Барон помотал головой.
— Всё предусмотрено, господин шпион… прошу прощения, господин секретный аналитик. Я на 'Луизе-Марии для него отдельную каюту обставил — кроватка детская, качалка, плитка керосиновая, молоко подогревать — короче, всё, что положено. А смежную — для няньки и кормилицы.
— Солидно, ничего не скажешь. — согласился Вениамин. И всё же — растишь будущего адмирала?
—
Ну, адмирала — не адмирала… — Греве неопределённо пошевелил пальцами в воздухе. — Мой сын, чтоб вы знали, господин капитан первого ранга, унаследует не только титул и поместье в Курляндии, но и пароходную компанию вместе с филиалами по всему миру. А как тут без путешествий? Пусть заранее привыкает — глядишь и морская болезнь его обойдёт, не придётся маяться, как иные прочие? А то — как Сабельников из третьей группы…— Это которого выставили после практического плавания? — припомнил Казанков. — Да, не повезло парню: кровь с молоком, в учёбе из первых — а в первом же переходе из Кронштадта в Гельсингфорс всю дорогу провисел на леере. А по возвращении — вылетел, как пробка, из корпуса, и никакие уговоры не помогли…
— Вот и я о чём. — кивнул барон. — Я тут беседовал с одним учёным доктором, так он уверял, что…
Что именно говорило светило медицинской науки — барон рассказать не успел. Вдалеке ударил выстрел — и загрохотало, покатилось, ближе, ближе, словно сопровождая орудийными громами и клубами порохового дыма длинное, изящно выгнутое судно, с двумя трубами и мачтами, слегка откинутыми к корме — оно хлопало красными плицами гребных колёс, вспарывая острым «клиперским» форштевнем воду вдоль корабельного строя. Самодержец приветствовал свой победоносный Флот, и броненосные фрегаты, корветы, мониторы отвечали ему громами салютов. Оркестр на пирсе заиграл «Марш Гвардейского Флотского Экипажа»; зрители на берегу и на судах восторженно закричали,в воздух полетели шляпы, картузы, фуражки — а вдоль бортов боевых кораблей ослепительно белели шеренги форменок, полоскались ленточки бескозырок, флаги расцвечивания, вымпела, гюйсы…
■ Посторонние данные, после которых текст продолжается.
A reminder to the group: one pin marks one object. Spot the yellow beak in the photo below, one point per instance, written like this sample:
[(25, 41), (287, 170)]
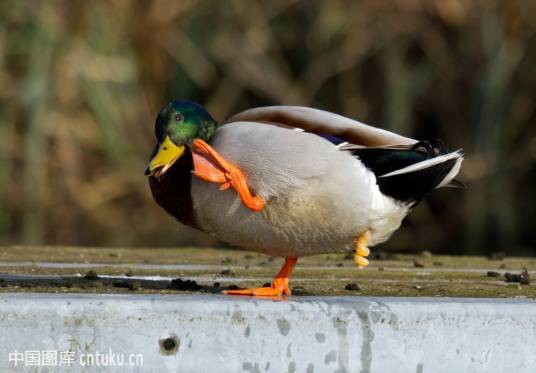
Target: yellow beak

— Ты ведь, Вениамин, единственным из нас всех отметился в тех краях? — барон провожал взглядом императорскую яхту. — На Балканах, я имею в виду, в Константинополе. Мы-то всё больше в Океанах, или вон, на Балтике, как Серёжка с адмиралом
«Адмиралом» друзья промеж себя стали называть Повалишина. Обычай этот установился недавно, с тех пор, как Греве, все уши им прожужжал, как тот был хорош в парадном перуанском мундире, при всех положенных к нему регалиях.
— Да, было дело… — Остелецкий мечтательно улыбнулся. Мраморное море, Средиземное, Измир, Александрия… — Славные были времена, лихие…
— Между прочим, Иван Фёдорович, сейчас там. — Казанков показал на «Державу». — Удостоился личного приглашения Государя!
— И ведь по заслугам! — серьёзным, без тени обычной для него иронии, отозвался Остелецкий; Греве кивнул, соглашаясь с товарищем.
— Сколько Иван Фёдорович — мало кто сделал для России. Пусть, порой и под чужими флагами….
— Какая разница под какими? — ответил Казанков. — Главное — чтобы Отечеству была польза. А в остальном историки разберутся, когда время придёт.
И ты, Серёжа, правда, веришь, что оно придёт? — в голосе Остелецкого не угадывалось и тени привычной иронии? — И мы сможем до него дожить?
Казанков стоял неподвижно — правая, затянутая в белую перчатку рука лежала на рукоятке кортика. Корабли грохотали залпами, звук прокатывался вдоль шеренги и улетал дальше, у виднеющимся в тумане шпилям Петропавловки и Адмиралтейства, к куполам Исакия, Казанского собора.
— Конечно, придёт, друзья! — уверенно ответил он. — И мы с вами обязательно это увидим. Иначе и быть не может!